When asked by the
Mason’s to write about a symbol and it’s meaning, I chose one of the most enigmatic
in cinematic history. The film 2001: A Space Odyssey begins with a
group of australopithecines in an African desert struggling to survive in finding
food and battling with rival clans of their species. Seemingly
from out of nowhere a rectangular black monolith appears. The australopithecines are confused by what
they see. Regardless of what they did
see, after encountering the monolith they gained the capacity to use tools. This made them better hunters and better able
to fight off rivals. This first part of
the film is called The Dawn of Man as the australopithecines were the first
primates to walk upright and are thought to be a link between chimpanzees and
humans.
The film then
leaves the earth as a US spaceship is flying towards the moon to investigate a
strange sighting there at the US moon colony.
A cover story about an epidemic in the colony was created to keep the
Soviets away. When the people on the
spaceship arrive at the strange sight we see that it is the same monolith that
the australopithecines saw. They
discover that the monolith is sending radio signals to Jupiter. In this segment, human’s use of tools has
advanced greatly but groups of humans (represented by the US and the Soviets)
are still in conflict with each other.
After encountering
the monolith on the moon, the US sends a top secret mission to Jupiter to
investigate what it is sending radio signals to.
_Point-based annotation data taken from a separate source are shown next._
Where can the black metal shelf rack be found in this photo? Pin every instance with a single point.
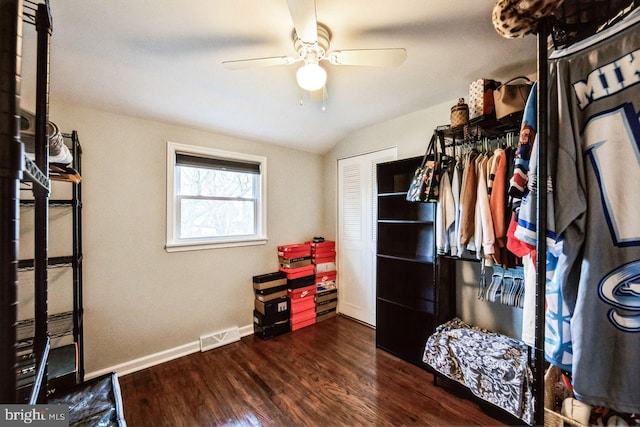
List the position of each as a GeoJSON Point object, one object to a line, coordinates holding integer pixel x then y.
{"type": "Point", "coordinates": [31, 338]}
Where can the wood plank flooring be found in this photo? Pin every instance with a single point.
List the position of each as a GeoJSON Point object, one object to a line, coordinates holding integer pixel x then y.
{"type": "Point", "coordinates": [328, 374]}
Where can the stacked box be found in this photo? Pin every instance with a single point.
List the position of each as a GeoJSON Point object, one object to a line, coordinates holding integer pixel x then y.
{"type": "Point", "coordinates": [296, 263]}
{"type": "Point", "coordinates": [326, 304]}
{"type": "Point", "coordinates": [323, 255]}
{"type": "Point", "coordinates": [303, 306]}
{"type": "Point", "coordinates": [271, 307]}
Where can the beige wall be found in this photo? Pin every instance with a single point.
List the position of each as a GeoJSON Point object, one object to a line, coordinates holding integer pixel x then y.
{"type": "Point", "coordinates": [411, 134]}
{"type": "Point", "coordinates": [140, 300]}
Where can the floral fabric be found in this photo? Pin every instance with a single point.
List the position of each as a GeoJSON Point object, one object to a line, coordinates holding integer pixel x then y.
{"type": "Point", "coordinates": [494, 367]}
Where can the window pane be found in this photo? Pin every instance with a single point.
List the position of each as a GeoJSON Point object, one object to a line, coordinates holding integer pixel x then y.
{"type": "Point", "coordinates": [216, 218]}
{"type": "Point", "coordinates": [215, 183]}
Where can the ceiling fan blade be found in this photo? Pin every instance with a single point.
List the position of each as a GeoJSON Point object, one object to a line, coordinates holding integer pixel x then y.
{"type": "Point", "coordinates": [319, 95]}
{"type": "Point", "coordinates": [371, 57]}
{"type": "Point", "coordinates": [303, 15]}
{"type": "Point", "coordinates": [258, 62]}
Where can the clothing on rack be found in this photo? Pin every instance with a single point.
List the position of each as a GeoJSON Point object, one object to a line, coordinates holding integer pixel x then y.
{"type": "Point", "coordinates": [522, 242]}
{"type": "Point", "coordinates": [594, 89]}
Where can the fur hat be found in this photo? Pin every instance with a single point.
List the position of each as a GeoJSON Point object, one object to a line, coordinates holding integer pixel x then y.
{"type": "Point", "coordinates": [517, 18]}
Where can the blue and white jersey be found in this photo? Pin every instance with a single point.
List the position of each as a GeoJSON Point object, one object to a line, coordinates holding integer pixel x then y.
{"type": "Point", "coordinates": [595, 138]}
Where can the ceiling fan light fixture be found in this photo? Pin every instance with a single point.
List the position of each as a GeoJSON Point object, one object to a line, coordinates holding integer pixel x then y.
{"type": "Point", "coordinates": [311, 76]}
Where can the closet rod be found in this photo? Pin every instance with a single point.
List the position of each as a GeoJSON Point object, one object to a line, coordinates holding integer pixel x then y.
{"type": "Point", "coordinates": [541, 220]}
{"type": "Point", "coordinates": [10, 175]}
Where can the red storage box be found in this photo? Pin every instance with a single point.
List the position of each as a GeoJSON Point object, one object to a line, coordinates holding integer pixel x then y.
{"type": "Point", "coordinates": [294, 262]}
{"type": "Point", "coordinates": [303, 324]}
{"type": "Point", "coordinates": [328, 276]}
{"type": "Point", "coordinates": [322, 246]}
{"type": "Point", "coordinates": [294, 251]}
{"type": "Point", "coordinates": [296, 273]}
{"type": "Point", "coordinates": [330, 257]}
{"type": "Point", "coordinates": [302, 319]}
{"type": "Point", "coordinates": [301, 293]}
{"type": "Point", "coordinates": [300, 305]}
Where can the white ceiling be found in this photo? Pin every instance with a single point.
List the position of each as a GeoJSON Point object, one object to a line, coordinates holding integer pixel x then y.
{"type": "Point", "coordinates": [162, 59]}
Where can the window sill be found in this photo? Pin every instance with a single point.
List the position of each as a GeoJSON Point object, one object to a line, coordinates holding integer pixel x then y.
{"type": "Point", "coordinates": [199, 246]}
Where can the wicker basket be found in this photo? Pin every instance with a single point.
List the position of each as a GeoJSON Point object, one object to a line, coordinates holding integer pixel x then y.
{"type": "Point", "coordinates": [555, 391]}
{"type": "Point", "coordinates": [459, 114]}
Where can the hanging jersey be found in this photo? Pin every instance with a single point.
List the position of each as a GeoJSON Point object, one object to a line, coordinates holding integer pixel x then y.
{"type": "Point", "coordinates": [595, 136]}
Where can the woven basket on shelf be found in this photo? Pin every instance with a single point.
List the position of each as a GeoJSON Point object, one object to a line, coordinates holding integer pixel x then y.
{"type": "Point", "coordinates": [554, 392]}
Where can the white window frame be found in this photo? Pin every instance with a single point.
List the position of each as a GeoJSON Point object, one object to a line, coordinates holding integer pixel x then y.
{"type": "Point", "coordinates": [173, 243]}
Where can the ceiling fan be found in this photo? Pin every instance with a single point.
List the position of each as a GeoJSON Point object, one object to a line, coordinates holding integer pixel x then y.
{"type": "Point", "coordinates": [311, 41]}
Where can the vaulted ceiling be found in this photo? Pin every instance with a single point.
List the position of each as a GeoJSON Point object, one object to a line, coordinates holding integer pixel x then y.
{"type": "Point", "coordinates": [162, 60]}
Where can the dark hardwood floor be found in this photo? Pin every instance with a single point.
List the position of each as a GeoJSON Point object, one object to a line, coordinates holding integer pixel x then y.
{"type": "Point", "coordinates": [328, 374]}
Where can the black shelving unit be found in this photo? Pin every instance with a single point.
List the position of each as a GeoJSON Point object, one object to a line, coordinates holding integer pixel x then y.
{"type": "Point", "coordinates": [67, 359]}
{"type": "Point", "coordinates": [15, 168]}
{"type": "Point", "coordinates": [414, 291]}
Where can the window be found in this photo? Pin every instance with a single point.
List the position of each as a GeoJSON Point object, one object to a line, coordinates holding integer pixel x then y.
{"type": "Point", "coordinates": [214, 198]}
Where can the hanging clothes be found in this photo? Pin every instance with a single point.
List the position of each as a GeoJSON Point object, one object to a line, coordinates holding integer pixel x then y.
{"type": "Point", "coordinates": [595, 90]}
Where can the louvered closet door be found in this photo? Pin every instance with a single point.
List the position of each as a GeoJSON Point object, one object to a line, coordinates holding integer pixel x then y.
{"type": "Point", "coordinates": [357, 211]}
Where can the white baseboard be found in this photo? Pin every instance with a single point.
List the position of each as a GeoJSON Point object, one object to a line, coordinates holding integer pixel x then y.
{"type": "Point", "coordinates": [157, 358]}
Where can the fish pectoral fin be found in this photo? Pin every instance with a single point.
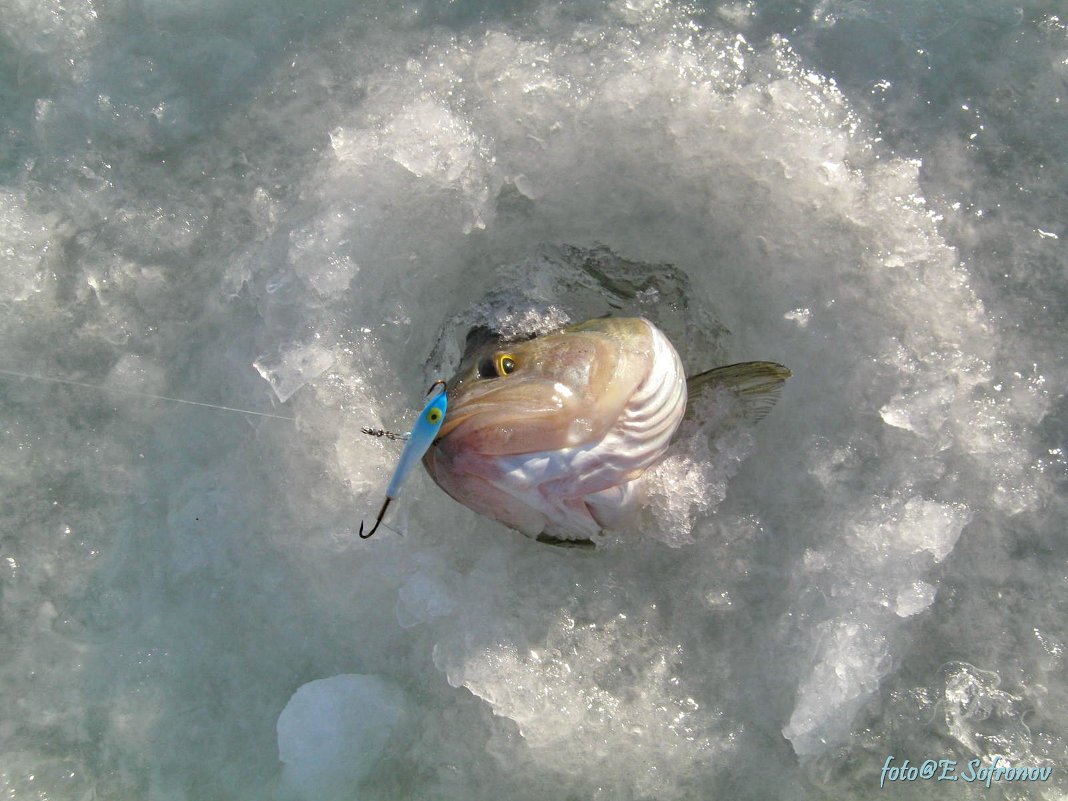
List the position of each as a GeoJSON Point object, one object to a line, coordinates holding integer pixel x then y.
{"type": "Point", "coordinates": [756, 385]}
{"type": "Point", "coordinates": [550, 539]}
The spaceship is controlled by the ultimate human
tool, the supercomputer HAL. As the ship
nears Jupiter, HAL malfunctions and kills all but one of the astronauts on
board and lets the air out of the ship.
The lone survivor on the ship, played by Kier Dullea, has no choice but
to investigate the monolith alone after disconnecting HAL.
As Dullea
approaches another monolith in orbit around Jupiter he has a psychedelic
experience while being transported to a strange room where he ages
rapidly. As he approaches the end of his
life he encounters the monolith and is then transformed into the star child
floating above the Earth. The ending is
ambiguous and has had people debating it ever since. When asked about the ending, the director
Stanley Kubrick said “If you understood the ending, I failed.”
At every moment in
the film where the monolith appears, the next step in human evolution is
complete. This seemingly inanimate
object has the power to direct evolution.
The film 2010: The Year We Made
Contact (without Kubrick as the director) addresses some of the ambiguities
about what happened to Dullea’s character and why the computer HAL turned
homicidal. This time a joint US-Soviet
mission returns to Jupiter and encounters HAL, Dullea and the monolith. Exactly what the monolith is is not addressed
to leave something to the imagination, and a possible sequel. It could represent a supreme being, it could
simply be a tool of a more advanced alien society to achieve some positive aim,
or it could mean nothing at all. This
ambiguity is what makes the monolith so fascinating.